The one notable weakness of the 9115's video is contrast. The rated 600:1 contrast ratio notwithstanding, I was finding myself wishing for a bit better contrast performance with a number of sources. Now to be sure, inherently high contrast material such as animated films look sensational on the 9115. You haven't seen Shrek until you've seen it on this projector—pure magic.
Yet when the material is switched to something that is not inherently high in contrast, Bridget Jones' Diary for example, there are numerous occasions where blacks and shadow details are somewhat lacking. This was true even with the use of the high contrast Stewart Grayhawk, which is the screen currently mounted in my theater.

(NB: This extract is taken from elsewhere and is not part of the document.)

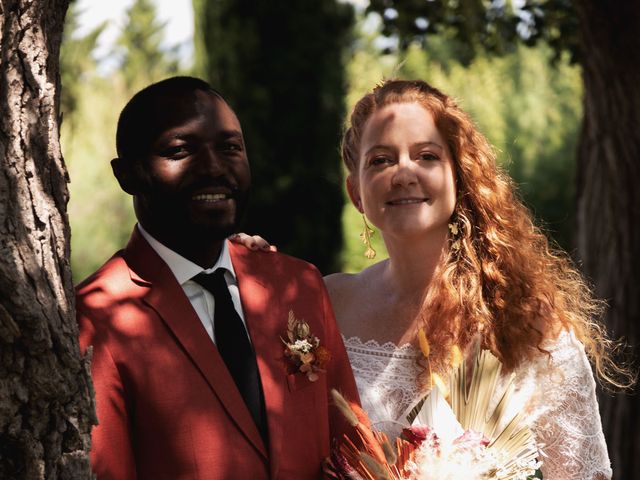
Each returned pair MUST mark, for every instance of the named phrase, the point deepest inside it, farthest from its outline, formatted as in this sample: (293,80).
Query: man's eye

Fortunately, the new Stewart Firehawk screen goes a step beyond the Grayhawk in compensating for contrast problems, which are common to most digital projectors. Its 1.35 gain factor is not too hot for the 9115, particularly with its optional whisper mode. For those interested in getting the best possible contrast performance from the ImagePro 9115, we strongly recommend that you combine it with the Firehawk.
Menu layouts are a source of irritation on just about all projectors, and this one is no different. The aspect ratio control is buried too deep in the menu, requiring too many clicks to make that adjustment. Similarly, the TV/Film source selection was also too deep. The industry in general needs to do a much better job at designing more effective user interfaces for digital projectors.
All things considered however, the Dukane 9115 brings a lot to the table; an excellent combination of portability and brightness for an SXGA-class machine, a pixel-free image, precise scaling, and beautiful video performance when used with a high contrast screen. It delivers 16:9 resolution equal to that of any high resolution widescreen projector on the market today, and at street prices significantly below almost all of them. It is indeed a very unique projector that can be used effectively for both business presentation and home theater applications.
And by the way, a multi-purpose high-resolution projector is not all you get with the 9115. Dukane adds one more special sweetener... their industry-leading 5 year warranty. That is something no other manufacturer in the projector industry offers.